Nowhere are fuel prices rising as quickly as in the Netherlands. On Thursday, the national suggested retail price for a liter of Euro95 reached 2.50 euros for the first time. On Friday, the cabinet announced that it wanted to reduce both excise duty and VAT on energy in order to counteract the decline in purchasing power. Gasoline excise duties fall by 17 cents, diesel by 11 cents. The VAT goes from 21 percent to 9 percent. The excise duty on petrol and diesel will fall by 21 percent.
Read also Cabinet wants to ‘dampen’ the decline in purchasing power this year
The measures will cost 2.8 billion euros and will be paid for with ‘extra gas revenues’ and leftover funds from the Brexit Adjustment Reserve, according to the press release from the national government. Earlier, Finance Minister Sigrid Kaag (D66) said he was “very hard” looking for ways to make the price increases “as bearable as possible”.

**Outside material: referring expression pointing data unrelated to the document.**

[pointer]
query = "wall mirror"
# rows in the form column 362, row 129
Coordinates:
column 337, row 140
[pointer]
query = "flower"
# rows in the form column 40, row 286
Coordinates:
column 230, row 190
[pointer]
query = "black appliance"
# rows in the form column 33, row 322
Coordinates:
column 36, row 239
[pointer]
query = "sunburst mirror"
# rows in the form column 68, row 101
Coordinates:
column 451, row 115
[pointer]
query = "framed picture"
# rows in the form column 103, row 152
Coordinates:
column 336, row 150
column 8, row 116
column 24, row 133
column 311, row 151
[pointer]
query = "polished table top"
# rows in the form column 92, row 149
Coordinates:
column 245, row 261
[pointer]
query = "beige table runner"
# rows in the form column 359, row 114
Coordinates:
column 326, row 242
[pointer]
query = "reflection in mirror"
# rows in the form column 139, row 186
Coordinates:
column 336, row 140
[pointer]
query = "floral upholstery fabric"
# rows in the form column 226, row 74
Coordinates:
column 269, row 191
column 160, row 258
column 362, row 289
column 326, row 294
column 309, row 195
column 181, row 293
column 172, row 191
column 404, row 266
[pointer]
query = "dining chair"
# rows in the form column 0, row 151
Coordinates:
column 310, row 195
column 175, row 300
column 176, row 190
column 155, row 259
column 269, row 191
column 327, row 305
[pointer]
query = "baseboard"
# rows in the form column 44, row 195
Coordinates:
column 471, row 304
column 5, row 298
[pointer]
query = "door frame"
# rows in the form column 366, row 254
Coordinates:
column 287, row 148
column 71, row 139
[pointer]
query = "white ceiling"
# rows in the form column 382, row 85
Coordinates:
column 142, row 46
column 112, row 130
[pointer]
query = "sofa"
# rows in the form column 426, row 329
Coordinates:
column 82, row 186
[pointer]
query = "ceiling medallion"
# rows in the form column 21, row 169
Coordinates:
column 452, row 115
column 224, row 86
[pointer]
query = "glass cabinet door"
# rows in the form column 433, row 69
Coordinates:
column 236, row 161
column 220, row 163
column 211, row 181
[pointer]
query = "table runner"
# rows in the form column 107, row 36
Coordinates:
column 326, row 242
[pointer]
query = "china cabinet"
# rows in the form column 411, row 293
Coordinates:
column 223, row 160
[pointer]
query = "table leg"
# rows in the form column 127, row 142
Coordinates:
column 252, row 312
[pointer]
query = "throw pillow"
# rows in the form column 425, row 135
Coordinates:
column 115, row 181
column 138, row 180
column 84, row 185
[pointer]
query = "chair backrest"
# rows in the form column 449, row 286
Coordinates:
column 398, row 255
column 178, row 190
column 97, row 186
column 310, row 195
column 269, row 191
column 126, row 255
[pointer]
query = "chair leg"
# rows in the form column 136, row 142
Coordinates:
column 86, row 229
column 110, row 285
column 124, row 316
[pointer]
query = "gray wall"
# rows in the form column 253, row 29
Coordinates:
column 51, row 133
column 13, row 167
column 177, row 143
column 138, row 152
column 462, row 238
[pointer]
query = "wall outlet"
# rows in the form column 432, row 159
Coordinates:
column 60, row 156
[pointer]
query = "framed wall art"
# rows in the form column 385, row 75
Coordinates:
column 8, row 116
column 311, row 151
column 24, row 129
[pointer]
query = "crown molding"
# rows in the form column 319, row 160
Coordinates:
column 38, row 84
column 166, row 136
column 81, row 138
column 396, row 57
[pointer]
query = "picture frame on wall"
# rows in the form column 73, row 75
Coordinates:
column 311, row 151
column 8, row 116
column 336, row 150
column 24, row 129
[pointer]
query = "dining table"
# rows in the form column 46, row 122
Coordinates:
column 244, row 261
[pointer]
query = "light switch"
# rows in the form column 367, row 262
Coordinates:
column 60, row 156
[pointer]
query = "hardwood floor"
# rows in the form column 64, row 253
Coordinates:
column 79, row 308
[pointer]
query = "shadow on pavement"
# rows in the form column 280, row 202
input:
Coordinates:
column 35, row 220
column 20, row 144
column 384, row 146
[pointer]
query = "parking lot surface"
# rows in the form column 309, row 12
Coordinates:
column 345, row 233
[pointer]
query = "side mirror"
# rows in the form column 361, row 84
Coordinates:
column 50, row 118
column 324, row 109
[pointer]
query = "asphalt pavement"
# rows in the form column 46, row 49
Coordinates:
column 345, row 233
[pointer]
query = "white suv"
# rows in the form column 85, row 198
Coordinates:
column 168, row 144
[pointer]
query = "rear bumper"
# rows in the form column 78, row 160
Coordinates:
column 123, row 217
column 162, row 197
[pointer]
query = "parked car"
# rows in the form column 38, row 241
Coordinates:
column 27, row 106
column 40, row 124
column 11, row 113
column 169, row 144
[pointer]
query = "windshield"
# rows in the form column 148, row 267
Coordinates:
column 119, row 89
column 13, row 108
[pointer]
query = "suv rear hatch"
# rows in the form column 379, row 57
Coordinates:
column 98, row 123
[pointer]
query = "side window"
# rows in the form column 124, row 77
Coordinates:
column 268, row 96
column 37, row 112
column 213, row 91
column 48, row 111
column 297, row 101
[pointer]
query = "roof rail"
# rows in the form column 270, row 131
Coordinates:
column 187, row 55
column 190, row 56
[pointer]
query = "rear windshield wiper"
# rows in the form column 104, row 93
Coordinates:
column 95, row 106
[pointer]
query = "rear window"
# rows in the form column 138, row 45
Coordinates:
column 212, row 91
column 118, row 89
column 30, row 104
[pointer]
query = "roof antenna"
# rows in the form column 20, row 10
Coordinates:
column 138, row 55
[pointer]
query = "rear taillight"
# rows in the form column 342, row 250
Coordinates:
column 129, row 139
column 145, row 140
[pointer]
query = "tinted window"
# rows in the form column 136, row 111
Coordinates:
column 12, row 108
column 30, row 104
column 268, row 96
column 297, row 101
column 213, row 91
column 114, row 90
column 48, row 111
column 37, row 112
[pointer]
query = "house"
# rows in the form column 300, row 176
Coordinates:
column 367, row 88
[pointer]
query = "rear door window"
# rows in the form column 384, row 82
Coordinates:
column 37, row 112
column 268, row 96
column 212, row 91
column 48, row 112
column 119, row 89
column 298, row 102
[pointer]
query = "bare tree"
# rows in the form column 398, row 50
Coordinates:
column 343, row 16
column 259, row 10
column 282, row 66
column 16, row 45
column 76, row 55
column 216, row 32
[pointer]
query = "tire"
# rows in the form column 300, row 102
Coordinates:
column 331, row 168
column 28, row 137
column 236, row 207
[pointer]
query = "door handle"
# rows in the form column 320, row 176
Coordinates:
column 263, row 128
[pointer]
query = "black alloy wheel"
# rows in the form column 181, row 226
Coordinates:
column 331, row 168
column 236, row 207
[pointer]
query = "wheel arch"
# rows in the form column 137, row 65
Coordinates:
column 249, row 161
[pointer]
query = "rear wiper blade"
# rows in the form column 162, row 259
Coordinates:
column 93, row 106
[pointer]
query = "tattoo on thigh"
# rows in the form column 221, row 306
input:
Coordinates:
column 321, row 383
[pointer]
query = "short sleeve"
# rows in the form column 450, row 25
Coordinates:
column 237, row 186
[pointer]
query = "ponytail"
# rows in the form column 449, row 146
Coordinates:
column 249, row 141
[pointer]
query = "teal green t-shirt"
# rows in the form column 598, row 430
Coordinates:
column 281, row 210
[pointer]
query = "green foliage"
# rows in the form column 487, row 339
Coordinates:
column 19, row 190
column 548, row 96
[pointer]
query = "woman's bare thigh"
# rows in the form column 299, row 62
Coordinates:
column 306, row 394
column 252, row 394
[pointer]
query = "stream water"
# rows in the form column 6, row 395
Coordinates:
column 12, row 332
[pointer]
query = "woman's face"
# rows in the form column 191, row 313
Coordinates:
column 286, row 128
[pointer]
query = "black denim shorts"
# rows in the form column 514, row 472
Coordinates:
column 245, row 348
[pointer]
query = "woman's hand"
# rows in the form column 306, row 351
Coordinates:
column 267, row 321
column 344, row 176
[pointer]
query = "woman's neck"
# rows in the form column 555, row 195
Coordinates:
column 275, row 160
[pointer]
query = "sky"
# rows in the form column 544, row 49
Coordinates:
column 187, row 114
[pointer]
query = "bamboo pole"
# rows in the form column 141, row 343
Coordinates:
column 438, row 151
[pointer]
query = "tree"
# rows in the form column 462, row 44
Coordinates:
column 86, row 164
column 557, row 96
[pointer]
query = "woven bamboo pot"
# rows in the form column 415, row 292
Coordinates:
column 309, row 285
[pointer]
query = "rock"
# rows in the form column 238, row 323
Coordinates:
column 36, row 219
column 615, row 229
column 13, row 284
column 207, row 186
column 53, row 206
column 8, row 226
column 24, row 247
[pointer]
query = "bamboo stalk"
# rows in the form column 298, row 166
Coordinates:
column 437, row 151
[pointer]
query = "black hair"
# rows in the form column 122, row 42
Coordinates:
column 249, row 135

But why is it that prices are rising so much faster here than elsewhere in Europe? This has to do with taxes: of the 2.50 euros that you now pay for a liter of petrol, 0.83 euros goes to excise duty. 21% VAT is levied on both the basic petrol price and the excise duty. The latter is especially exceptional, says Erik de Vries of NOVE, the trade association for the independent fuel trade. “It’s a tax on tax.”
High tax burden on petrol
In addition, the excise duty would be ‘temporarily’ increased in 1991 by Kok’s quarter (0.25 guilders per litre). But that quarter never disappeared. Moreover, unlike many other countries, the Netherlands has an annual inflation increase in excise duties. That is why nowhere in the EU is the tax burden on petrol as great as here. Purchasing power will fall by 2.5 percent this year, partly due to rising energy prices, according to the CPB on Wednesday.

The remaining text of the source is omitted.